Domani 23 maggio prossimo 70.000 studentesse e studenti saranno protagonisti di #PalermoChiamaItalia, l’iniziativa organizzata dalla Fondazione Falcone e dal Ministero dell’Istruzione, dell’Università e della Ricerca per la commemorazione delle stragi di Capaci e via D’Amelio in cui hanno perso la vita, venticinque anni fa, i giudici Giovanni Falcone, Francesca Morvillo, Paolo Borsellino e gli uomini e le donne delle loro scorte, Agostino Catalano, Walter Eddie Cosina, Rocco Dicillo, Vincenzo Li Muli, Emanuela Loi, Antonio Montinaro, Vito Schifani, Claudio Traina.
Come ogni anno, due cortei animeranno le strade di Palermo, attraversando i principali luoghi della memoria della città. La partenza è alle ore 15.30 dall'Aula Bunker e alle 16.00 da Via d'Amelio. I due cortei si uniranno sotto l'albero Falcone in via Notarbartolo alle 17.00. Dopo l’arrivo dei cortei, ci sarà il momento solenne in ricordo delle vittime delle stragi di Capaci e di Via d’Amelio.

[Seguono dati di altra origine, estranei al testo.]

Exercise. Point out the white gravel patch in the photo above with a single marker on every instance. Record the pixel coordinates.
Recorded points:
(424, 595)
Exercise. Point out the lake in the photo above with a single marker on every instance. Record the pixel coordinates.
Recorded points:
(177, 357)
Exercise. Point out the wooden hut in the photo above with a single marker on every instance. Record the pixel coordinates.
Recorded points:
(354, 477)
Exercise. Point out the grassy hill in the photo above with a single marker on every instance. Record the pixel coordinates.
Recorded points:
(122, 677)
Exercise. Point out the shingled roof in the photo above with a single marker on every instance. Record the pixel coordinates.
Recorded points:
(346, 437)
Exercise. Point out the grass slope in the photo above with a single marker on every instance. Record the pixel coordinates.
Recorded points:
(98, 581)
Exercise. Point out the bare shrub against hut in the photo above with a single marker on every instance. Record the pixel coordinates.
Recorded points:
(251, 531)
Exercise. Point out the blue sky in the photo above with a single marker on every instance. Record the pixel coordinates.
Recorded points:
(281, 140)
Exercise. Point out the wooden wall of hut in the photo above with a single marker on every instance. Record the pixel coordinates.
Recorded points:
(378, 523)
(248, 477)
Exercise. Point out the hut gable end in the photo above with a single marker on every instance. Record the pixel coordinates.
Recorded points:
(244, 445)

Sul palco, si esibiranno gli studenti e le studentesse della Scuola Amari Roncalli Ferrara di Palermo con la canzone “Palermitani’s Karma, quelli dell’Istituto De Amicis di Vibo Valentia con la filastrocca "A Giovanni, Paolo, Francesca e agli angeli della scorta" e l'artista Aida Satta Flores con due brani dedicati a Giovanni Falcone.
Oltre alle principali Autorità delle Istituzioni, si avrà il contributo di Vito Lo Monaco, del Centro Studi Pio La Torre, l'intervento del Consigliere del CSM Dr Luca Palamara e l'esibizione musicale di Ermal Meta.
Alle 17.55 saranno letti i nomi delle vittime delle stragi dal Presidente del Senato Pietro Grasso e alle 17.58, ora della strage di Capaci, verrà eseguito il Silenzio dal trombettiere della Polizia di Stato.
A chiudere la celebrazione e' stato invitato Giuliano Sangiorgi dei Negramaro che ha deciso di portare su quel palco "Lo sai da qui" una canzone scritta per suo padre un grande uomo siciliano. Ha deciso di cantare queste parole:
nella sua terra, sotto casa del giudice Falcone il 23 maggio nel giorno in cui un eroe è diventato angelo per continuare a proteggerci anche "da lì", al fianco di un altro eroe, divenuto pure lui angelo insieme ad altri custodi della nostra vita, "partiti troppo presto "da qui... Non so dire a parole l'emozione che proverò in quell'istante, ma il mio corpo ha già cominciato, sin da ora, a misurare il tempo in brividi.
Spero che questa canzone possa essere di speranza per chi resta "qui", spronandolo a vivere appieno ogni singolo giorno, tra le gioie autentiche, l'impegno, la testimonianza e il sogno di quel mondo migliore, che, uomini come questi, hanno cominciato a costruire con il loro sangue e la loro devozione assoluta all'umanità, nonostante tutti, nonostante tutto."